Re: Potential Formal Object from DERI over JSON-LD from Gregg Kellogg on 2012-10-18 (public-rdf-wg@w3.org from October 2012)

From: Gregg Kellogg <gregg@greggkellogg.net>
Date: Thu, 18 Oct 2012 14:59:12 -0400
To: Gavin Carothers <gavin@carothers.name>
CC: "Peter F. Patel-Schneider" <pfpschneider@gmail.com>, Michael Hausenblas <michael.hausenblas@deri.org>, RDF WG <public-rdf-wg@w3.org>
Message-ID: <548D8EC0-0256-401E-9643-89271F16966D@greggkellogg.net>
On Oct 18, 2012, at 11:38 AM, Gavin Carothers <gavin@carothers.name> wrote:

> On Thu, Oct 18, 2012 at 11:21 AM, Gregg Kellogg <gregg@greggkellogg.net> wrote:
>> On Oct 18, 2012, at 7:02 AM, Peter F. Patel-Schneider <pfpschneider@gmail.com> wrote:
>> 
>>> There are two questions that I have continued to have about JSON-LD.
>>> 
>>> 1/ Is JSON-LD a serialization syntax for all RDF graphs?
>>> 2/ Is JSON-LD only a serialization syntax for RDF graphs?
>> 
>> TL;DR: Yes to 1., almost to 2.
>> 
>>> Could the interested parties state straight up their answers to these questions?
>>> 
>>> 
>>> The opinions below are mine alone.  I have included them here to give some
>>> rationale as to why I want answers to the above questions to be on record.
>>> 
>>> If the answer to the second question is true, i.e., every JSON-LD structure
>>> corresponds to an RDF graph and there is no more information in the JSON-LD
>>> structure, then it is obvious to me that JSON-LD work should go forward in the
>>> RDF WG.
>>> 
>>> If the answer to the first question is true, i.e, every RDF graph can be
>>> written as a JSON-LD structure and recovered from that structure unchanged,
>>> but not the second, then the situation is somewhat murky.  It seems to me that
>>> there should be some convincing argument why the RDF WG is recommending
>>> something larger than RDF, and the more there is in JSON-LD (ordering, etc.,
>>> etc.) the more convincing this argument has to be.  In this case it may be
>>> better to have some other status for the JSON-LD documents, or even for the
>>> RDF WG to simply point to the JSON-LD documents in one of its documents.
>>> 
>>> If neither are true, then I don't see any reason for the RDF WG be interested
>>> in JSON-LD.
>> 
>> The answer to the first question is definitely true: JSON-LD can represent every RDF graph, and can represent any Dataset in a manner equivalent to TriG. Round tripping from JSON-LD to the RDF abstract model and back can re-create exactly the same JSON-LD (with caveats for native representations of literals and corner-cases of the @container: @language feature (discussed more below).
>> 
>> The same is true in the other direction, taking an arbitrary RDF graph (or dataset), serializing to JSON-LD will yield an equivalent RDF graph (or dataset), modulo native literal representations and BNode identifiers.
>> 
>> The difference in native literal representations (integer, double, boolean) is equivalent to Turtle representation issues.
>> 
>> The answer to the second question "Is JSON-LD only a serialization syntax for RDF graphs", strictly speaking is no.
>> 
>> * JSON-LD syntactically allows greater use of BNodes.
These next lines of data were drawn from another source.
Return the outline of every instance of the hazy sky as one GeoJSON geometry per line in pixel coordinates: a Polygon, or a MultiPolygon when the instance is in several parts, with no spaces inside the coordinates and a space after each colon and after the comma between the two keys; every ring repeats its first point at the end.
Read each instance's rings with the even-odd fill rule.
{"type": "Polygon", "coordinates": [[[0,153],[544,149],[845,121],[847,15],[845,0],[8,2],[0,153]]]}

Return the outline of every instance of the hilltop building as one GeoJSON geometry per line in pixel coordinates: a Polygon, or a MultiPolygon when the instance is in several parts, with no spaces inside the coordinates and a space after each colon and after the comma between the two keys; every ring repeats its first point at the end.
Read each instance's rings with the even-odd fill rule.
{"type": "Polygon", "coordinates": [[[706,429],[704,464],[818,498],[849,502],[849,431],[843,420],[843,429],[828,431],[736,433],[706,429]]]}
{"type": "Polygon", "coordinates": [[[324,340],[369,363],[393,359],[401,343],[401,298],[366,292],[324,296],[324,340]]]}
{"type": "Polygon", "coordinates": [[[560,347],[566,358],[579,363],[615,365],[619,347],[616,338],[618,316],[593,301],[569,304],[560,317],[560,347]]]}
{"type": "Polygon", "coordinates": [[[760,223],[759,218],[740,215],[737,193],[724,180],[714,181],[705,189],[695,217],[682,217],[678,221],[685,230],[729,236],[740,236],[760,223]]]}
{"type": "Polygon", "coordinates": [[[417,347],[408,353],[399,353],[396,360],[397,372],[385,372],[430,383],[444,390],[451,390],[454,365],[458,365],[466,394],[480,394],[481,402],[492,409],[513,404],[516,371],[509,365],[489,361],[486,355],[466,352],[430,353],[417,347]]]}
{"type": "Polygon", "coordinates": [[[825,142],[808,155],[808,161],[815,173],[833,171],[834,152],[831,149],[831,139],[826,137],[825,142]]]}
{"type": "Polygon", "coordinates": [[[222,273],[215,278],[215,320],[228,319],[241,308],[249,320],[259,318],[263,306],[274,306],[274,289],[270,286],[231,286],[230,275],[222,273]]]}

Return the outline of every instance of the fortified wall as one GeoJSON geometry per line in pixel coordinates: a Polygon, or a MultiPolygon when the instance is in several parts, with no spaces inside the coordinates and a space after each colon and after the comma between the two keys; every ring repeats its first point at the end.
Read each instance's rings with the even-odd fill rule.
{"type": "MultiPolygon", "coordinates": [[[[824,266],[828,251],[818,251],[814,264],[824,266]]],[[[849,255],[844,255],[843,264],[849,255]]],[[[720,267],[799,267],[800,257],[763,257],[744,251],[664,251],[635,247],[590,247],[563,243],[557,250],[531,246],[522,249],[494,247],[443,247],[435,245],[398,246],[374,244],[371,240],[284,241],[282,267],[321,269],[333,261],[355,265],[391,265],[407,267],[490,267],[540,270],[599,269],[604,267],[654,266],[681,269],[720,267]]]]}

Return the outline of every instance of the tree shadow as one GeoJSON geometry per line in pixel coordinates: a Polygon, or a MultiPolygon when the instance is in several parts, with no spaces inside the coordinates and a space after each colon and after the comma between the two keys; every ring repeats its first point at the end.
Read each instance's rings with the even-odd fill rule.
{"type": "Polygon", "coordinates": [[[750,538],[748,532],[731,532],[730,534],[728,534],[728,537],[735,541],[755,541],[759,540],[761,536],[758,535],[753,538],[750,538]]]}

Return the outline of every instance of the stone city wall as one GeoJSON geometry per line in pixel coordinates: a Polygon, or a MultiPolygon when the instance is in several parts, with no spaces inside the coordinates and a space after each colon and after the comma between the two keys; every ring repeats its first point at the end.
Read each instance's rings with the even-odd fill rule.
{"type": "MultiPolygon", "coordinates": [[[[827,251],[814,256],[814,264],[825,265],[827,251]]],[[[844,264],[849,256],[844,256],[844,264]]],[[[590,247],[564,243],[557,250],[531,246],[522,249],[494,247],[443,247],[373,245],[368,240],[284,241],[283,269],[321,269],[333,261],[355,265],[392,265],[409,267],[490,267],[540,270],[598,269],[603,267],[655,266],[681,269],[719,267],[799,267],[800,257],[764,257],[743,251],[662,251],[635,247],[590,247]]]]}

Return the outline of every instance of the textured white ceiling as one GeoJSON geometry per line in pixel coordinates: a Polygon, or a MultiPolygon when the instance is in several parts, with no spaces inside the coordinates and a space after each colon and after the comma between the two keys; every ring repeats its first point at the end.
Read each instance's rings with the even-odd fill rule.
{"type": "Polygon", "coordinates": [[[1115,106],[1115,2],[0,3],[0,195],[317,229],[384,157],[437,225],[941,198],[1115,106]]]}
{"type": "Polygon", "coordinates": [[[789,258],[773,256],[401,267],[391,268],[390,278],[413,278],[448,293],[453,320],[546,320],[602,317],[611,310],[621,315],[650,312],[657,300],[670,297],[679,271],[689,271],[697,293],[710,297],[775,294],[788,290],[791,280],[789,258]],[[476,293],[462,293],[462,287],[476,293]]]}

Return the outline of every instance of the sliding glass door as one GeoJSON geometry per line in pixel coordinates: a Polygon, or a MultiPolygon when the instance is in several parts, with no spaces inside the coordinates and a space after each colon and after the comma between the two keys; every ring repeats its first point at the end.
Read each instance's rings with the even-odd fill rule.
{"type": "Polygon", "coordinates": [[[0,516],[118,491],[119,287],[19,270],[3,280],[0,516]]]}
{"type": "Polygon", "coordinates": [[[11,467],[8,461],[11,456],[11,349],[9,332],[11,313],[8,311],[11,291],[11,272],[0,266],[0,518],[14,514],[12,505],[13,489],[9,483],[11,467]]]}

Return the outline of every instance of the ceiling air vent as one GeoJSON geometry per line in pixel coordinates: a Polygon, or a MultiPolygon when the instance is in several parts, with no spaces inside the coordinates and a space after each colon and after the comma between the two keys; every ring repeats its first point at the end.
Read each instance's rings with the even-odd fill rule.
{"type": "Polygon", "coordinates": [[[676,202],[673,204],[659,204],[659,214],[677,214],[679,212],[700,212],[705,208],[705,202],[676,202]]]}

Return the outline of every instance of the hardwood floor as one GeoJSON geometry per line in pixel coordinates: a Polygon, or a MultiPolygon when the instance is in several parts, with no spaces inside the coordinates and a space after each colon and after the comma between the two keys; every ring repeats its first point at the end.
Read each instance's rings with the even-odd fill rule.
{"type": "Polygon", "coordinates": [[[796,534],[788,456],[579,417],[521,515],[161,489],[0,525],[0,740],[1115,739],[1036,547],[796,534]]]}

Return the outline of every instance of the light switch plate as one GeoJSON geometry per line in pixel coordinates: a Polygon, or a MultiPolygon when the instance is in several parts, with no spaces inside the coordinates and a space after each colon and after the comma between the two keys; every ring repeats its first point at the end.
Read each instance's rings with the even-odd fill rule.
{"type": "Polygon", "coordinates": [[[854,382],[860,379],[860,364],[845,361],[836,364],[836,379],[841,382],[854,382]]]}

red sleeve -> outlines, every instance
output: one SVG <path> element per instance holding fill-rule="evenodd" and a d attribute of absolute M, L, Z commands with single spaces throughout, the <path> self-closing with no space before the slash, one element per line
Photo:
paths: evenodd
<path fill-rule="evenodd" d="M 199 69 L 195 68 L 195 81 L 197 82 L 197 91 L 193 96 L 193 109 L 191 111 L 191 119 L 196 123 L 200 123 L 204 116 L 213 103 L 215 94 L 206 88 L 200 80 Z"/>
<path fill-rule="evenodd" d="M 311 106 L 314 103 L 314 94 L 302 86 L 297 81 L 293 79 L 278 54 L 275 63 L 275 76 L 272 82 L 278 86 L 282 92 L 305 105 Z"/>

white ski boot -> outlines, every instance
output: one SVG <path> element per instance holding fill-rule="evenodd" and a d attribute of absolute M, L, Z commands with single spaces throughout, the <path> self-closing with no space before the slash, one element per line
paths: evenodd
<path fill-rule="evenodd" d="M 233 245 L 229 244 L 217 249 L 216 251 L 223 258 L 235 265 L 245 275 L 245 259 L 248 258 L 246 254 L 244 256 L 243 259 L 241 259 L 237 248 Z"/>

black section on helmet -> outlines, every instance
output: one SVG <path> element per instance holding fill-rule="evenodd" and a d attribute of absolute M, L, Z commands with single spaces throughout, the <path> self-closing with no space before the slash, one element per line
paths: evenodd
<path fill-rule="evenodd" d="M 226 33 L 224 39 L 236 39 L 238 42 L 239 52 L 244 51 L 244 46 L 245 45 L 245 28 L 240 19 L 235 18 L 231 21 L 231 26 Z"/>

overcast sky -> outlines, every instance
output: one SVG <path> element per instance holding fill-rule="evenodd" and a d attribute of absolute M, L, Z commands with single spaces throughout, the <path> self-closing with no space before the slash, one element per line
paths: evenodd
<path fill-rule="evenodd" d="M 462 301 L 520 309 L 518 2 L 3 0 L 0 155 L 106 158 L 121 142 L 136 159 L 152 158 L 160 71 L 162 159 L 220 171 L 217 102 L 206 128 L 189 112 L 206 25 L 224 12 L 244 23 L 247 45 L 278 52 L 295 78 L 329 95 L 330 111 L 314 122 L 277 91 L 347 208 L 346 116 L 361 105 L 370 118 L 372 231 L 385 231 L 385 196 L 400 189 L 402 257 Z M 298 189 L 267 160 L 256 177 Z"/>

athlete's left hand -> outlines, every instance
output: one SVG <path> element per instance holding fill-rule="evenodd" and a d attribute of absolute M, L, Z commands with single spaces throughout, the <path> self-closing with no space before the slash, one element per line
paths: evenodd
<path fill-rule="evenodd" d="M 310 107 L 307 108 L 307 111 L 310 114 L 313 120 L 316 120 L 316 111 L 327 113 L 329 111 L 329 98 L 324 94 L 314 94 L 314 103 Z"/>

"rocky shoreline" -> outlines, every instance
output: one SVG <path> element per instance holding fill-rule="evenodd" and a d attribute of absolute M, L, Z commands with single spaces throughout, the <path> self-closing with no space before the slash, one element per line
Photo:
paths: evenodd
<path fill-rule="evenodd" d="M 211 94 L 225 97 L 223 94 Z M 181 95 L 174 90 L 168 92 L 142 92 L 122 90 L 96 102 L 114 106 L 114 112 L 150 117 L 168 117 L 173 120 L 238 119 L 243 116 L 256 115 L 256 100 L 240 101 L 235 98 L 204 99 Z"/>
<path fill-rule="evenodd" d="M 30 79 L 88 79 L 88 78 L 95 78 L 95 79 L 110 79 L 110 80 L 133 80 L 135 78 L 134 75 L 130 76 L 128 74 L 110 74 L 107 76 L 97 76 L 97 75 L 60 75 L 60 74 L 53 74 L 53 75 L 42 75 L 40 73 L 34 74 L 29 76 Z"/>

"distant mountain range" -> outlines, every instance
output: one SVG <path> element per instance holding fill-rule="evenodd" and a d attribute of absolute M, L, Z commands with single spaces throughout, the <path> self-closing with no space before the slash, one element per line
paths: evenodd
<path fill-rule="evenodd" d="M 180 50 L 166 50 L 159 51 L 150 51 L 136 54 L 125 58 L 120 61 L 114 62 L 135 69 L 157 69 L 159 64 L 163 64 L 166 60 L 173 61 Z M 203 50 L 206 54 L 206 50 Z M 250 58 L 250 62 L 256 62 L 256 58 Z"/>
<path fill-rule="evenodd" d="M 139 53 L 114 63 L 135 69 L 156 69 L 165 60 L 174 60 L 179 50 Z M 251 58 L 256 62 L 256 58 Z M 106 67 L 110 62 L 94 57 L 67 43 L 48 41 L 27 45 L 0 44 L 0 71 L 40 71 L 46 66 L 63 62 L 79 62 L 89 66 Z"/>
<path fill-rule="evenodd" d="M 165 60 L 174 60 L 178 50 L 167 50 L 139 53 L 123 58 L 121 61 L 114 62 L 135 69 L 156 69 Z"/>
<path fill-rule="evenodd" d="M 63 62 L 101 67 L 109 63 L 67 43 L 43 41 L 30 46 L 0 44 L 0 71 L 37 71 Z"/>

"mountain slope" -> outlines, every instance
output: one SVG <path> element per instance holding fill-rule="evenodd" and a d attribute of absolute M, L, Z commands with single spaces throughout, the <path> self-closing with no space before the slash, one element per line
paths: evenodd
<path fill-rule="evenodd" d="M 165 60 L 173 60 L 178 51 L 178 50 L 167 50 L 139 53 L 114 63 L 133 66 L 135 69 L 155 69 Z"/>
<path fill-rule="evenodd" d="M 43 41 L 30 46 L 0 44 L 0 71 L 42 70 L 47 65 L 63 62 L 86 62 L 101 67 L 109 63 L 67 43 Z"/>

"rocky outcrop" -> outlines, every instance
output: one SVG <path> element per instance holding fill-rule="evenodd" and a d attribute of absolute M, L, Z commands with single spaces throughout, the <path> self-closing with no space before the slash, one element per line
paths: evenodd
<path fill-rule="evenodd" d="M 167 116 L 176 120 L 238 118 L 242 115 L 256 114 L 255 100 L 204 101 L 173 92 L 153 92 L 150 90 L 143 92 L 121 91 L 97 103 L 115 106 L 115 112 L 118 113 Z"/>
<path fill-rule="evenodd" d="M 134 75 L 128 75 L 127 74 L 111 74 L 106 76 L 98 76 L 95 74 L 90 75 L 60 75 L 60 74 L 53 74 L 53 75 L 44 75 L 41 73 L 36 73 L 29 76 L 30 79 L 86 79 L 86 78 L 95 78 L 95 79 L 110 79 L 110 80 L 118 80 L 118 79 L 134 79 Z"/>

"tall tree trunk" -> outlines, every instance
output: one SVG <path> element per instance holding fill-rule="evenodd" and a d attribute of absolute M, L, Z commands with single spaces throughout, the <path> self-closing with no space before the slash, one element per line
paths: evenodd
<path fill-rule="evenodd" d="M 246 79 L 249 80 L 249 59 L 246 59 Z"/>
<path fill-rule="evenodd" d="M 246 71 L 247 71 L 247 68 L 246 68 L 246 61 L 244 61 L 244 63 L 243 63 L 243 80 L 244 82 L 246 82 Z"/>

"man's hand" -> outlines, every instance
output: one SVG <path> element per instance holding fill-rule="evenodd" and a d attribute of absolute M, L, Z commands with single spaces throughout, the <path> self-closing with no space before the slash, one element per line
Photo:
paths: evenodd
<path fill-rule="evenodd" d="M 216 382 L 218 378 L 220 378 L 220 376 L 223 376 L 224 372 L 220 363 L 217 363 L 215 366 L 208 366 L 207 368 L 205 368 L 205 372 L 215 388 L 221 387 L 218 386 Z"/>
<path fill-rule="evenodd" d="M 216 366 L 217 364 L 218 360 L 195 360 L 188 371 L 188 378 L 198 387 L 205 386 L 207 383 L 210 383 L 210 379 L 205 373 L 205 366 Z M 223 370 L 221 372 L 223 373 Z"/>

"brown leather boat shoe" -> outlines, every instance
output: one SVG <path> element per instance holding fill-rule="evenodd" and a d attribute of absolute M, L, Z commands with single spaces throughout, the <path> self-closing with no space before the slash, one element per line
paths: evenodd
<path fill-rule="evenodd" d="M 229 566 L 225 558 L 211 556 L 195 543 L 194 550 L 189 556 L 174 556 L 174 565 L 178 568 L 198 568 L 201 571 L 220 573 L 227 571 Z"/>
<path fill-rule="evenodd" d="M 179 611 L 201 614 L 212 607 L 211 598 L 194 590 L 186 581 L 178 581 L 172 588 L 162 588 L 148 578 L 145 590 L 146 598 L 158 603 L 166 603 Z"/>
A BNode can be used as a property, or as a graph name. This is a consequence of the allowed values being IRI, compact IRI or term, which allow BNodes. I would be fine with adding a caveat that such use is incompatible with the RDF data model, but syntactically restricting these values is more difficult in JSON-LD than Turtle. If necessary, I would also support strengthening the spec to normatively restrict this usage.
>> 
>> * JSON-LD includes other syntactic structures for representing information in a more convenient way for developers: specifically property generators and language containers. We've gone to some lengths to ensure that property generators are fully round-tripable through RDF (see [1] and [2]. Language containers were added recently, and to support full round-tripping within JSON-LD (that is expand and re-compact), syntactic elements are added to node definitions to ensure that the compacted JSON-LD allocates object to each language tag the same way it was originally expressed. This could be considered data-model information that is outside the RDF data model, but I consider it to be a minor syntactic convention specifically to deal with an odd corner case with language containers.
>> 
>> Basically, language containers are intened to support "." access to property values, when the values have language information. For example, consider the following:
>> 
>> {
>>  "@context": {
>>    "label": {
>>      "@id": "http://example.com/label",
>>      "@container": "@language"
>>    }
>>  },
>>  "@id": "http://buckingham.uk/queenie",
>>  "label": {
>>    "en": "The Queen",
>>    "de": "Die Koenigin"
>>  }
>> }
>> 
>> This is semantically equivalent to the following JSON-LD and Turtle:
>> 
>> [
>>  {
>>    "@id": "http://buckingham.uk/queenie",
>>    "http://example.com/label": [
>>      { "@value": "The Queen", "@language": "en" },
>>      { "@value": "Die Königin", "@language": "de" }
>>    ]
>>  }
>> ]
>> 
>> <http://buckingham.uk/queenie> <http://example.com/label">
>>  "The Queen"^^en, "Die Königin"^^de.
> 
> <http://buckingham.uk/queenie> <http://example.com/label>
>  "The Queen"@en, "Die Königin"@de .
> 
> Pedantic, but well, we are nothing if not pedantic. ;)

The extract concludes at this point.